### PROBLEM LINK:

**Author:** Bhuvnesh Jain

**Tester:** Bhuvnesh Jain

**Editorialist:** Bhuvnesh Jain

### DIFFICULTY:

HARD

### PREREQUISITES:

Sqrt Trick, Prime counting function, Arithmetic Derivative

### PROBLEM:

Evaluate the value of the function \sum_{x=1}^{x=N} F(N^k*x), for the function F(n) = strength(n) as given in problem statement.

### EXPLANATION:

Let us evaluate F(n), the strength(n), for a number.

F(n) = \sum\limits_{p_i | n} \frac{n}{p_i}, where p_i need not be distinct.

F(ab) = a * F(b) + b * F(a), for a >= 1 , b >= 1

Let us see why the above claim is true.
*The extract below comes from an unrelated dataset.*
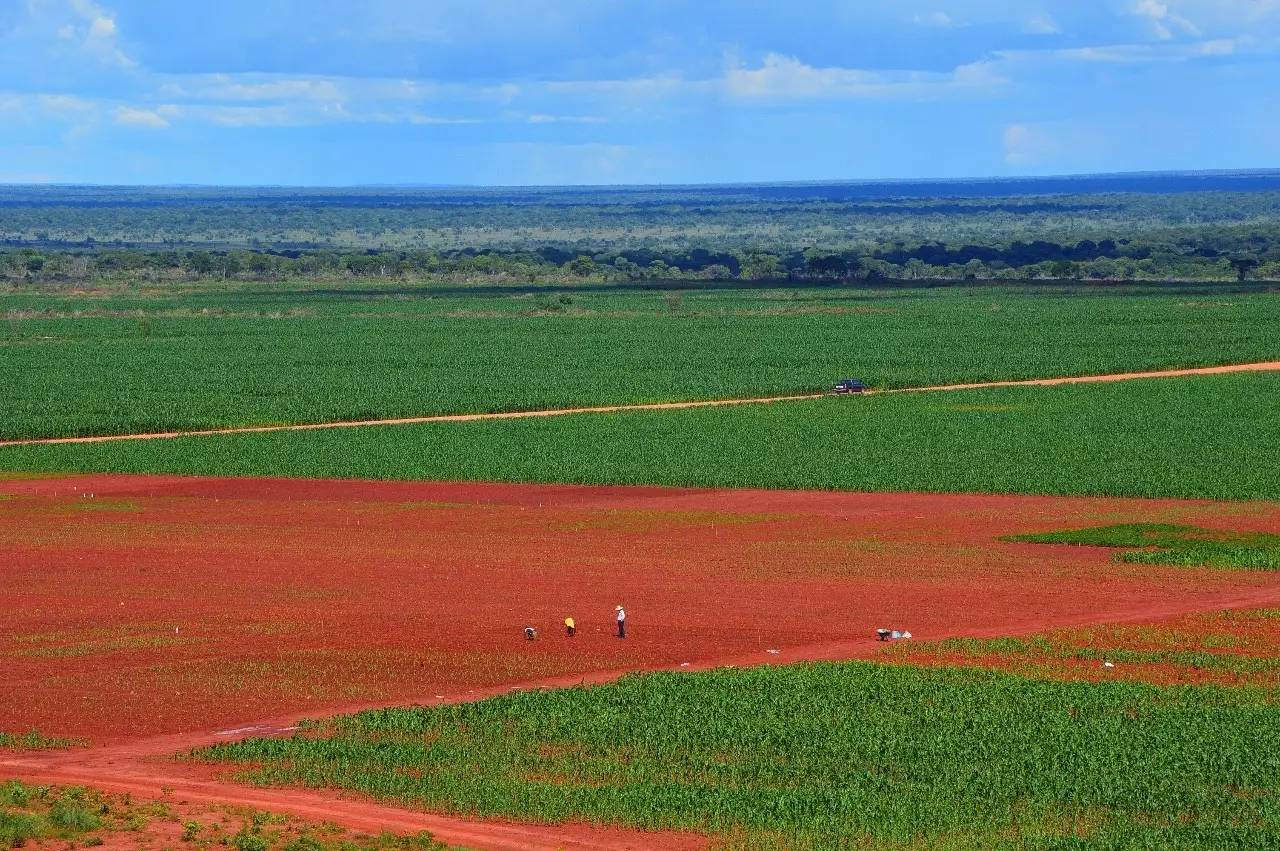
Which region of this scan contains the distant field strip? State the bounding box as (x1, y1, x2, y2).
(6, 370, 1275, 500)
(6, 283, 1280, 441)
(3, 360, 1278, 449)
Consider the prime factors of n = a*b. Also consider the prime factors of a and b. The total number of prime factors of n is simply the union of the prime factors of a and b. So, iterate through first prime factors of a and then through b and you will get to know why above claim holds true.

F(N^k) = k * N^{k-1} * F(N).

To prove the above claim, use the above fact and derive a recurrence. For example,

F(N^2) = N * F(N) + N * F(N) = 2 * N * F(N)

F(N^3) = N * F(N^2) + N^2 * F(N) = 3 * N^2 * F(N) and so on.

Now, let us look at the problem given to us.

\sum_{x=1}^{x=N} F(N^k*x) = \sum_{x=1}^{x=n} x*F(N^k) + N^k*F(x)

=k*N^{k-1}*F(N) * \frac{N*(N+1)}{2} + N^k * \sum_{x=1}^{x=N} F(x)

The value of F(N) can be calculated in O(\sqrt{(N)}) complexity. We just need to efficiently find the value of the second summation.

\sum_{x=1}^{x=N} \sum_{p_i | x} \frac{x}{p_i}

To find a way to evaluate this function, let are change the summation such that we can evaluate the total sum, say P_i, that each prime p_i contributes to the final sum.

Now, let us evaluate see some pattern form for how the summation look like. Let us take N = 10.

p_i = 2, P_2 = (2/2 + 4/2 + 6/2 + 8/2 + 10/2) + (4/2 + 8/2) + (8/2)

p_i = 3, P_3 = (3/3 + 6/3 + 9/3) + (9/3)

p_i = 5, P_5 = (5/5 + 10/5)

p_i = 7, P_5 = (7/7)

Now, for every prime p_i that is less than \sqrt{n}, we can find the value of the sum in O(\log_{p} n) complexity. The number of primes below \sqrt{n} is approximately O(\frac{\sqrt{n}}{\log {\sqrt{n}}}). So, this step take an overall of O(\sqrt{n}) time. For primes below O(\sqrt{n}), you can just think of finding the summation as follows,

p_i = 2, P_2 = 1*(1+2+3+4+5) + 2*(1+2) + 4*(1)

i.e. \sum_{i=1} p^{i-1} * G(\frac{n}{p^i}), where G(n) = sum of first n positive integers.

Now for every prime, p_i greater than \sqrt{n}, we can group them by the final sum P_i they contribute to the answer. This trick is similar to the sqrt-trick used while calculating the sums of the form \frac{n}{i} where it can take only 2*\sqrt{n} values. But in this case, we need to find the number of primes in some given range like from \frac{n}{2} to \frac{n}{3}, \frac{n}{3} to \frac{n}{4} and so on. This is a known problem and can be solved in O(n^{3/4}) or O(n^{2/3}), for larger ranges and in O(1) after pre-computation using sieve. Doing this gives us a complexity of O(n^{3/4} * \sqrt{n}) but in practice it runs much faster in practice as the ranges in which we want to find number of primes decreasing very fast and after certain limit we can query in O(1) using the sieve we generated.

### COMPLEXITY

O(\sqrt{n} + n^{3/4}*K), K is number of times prime counting function is called.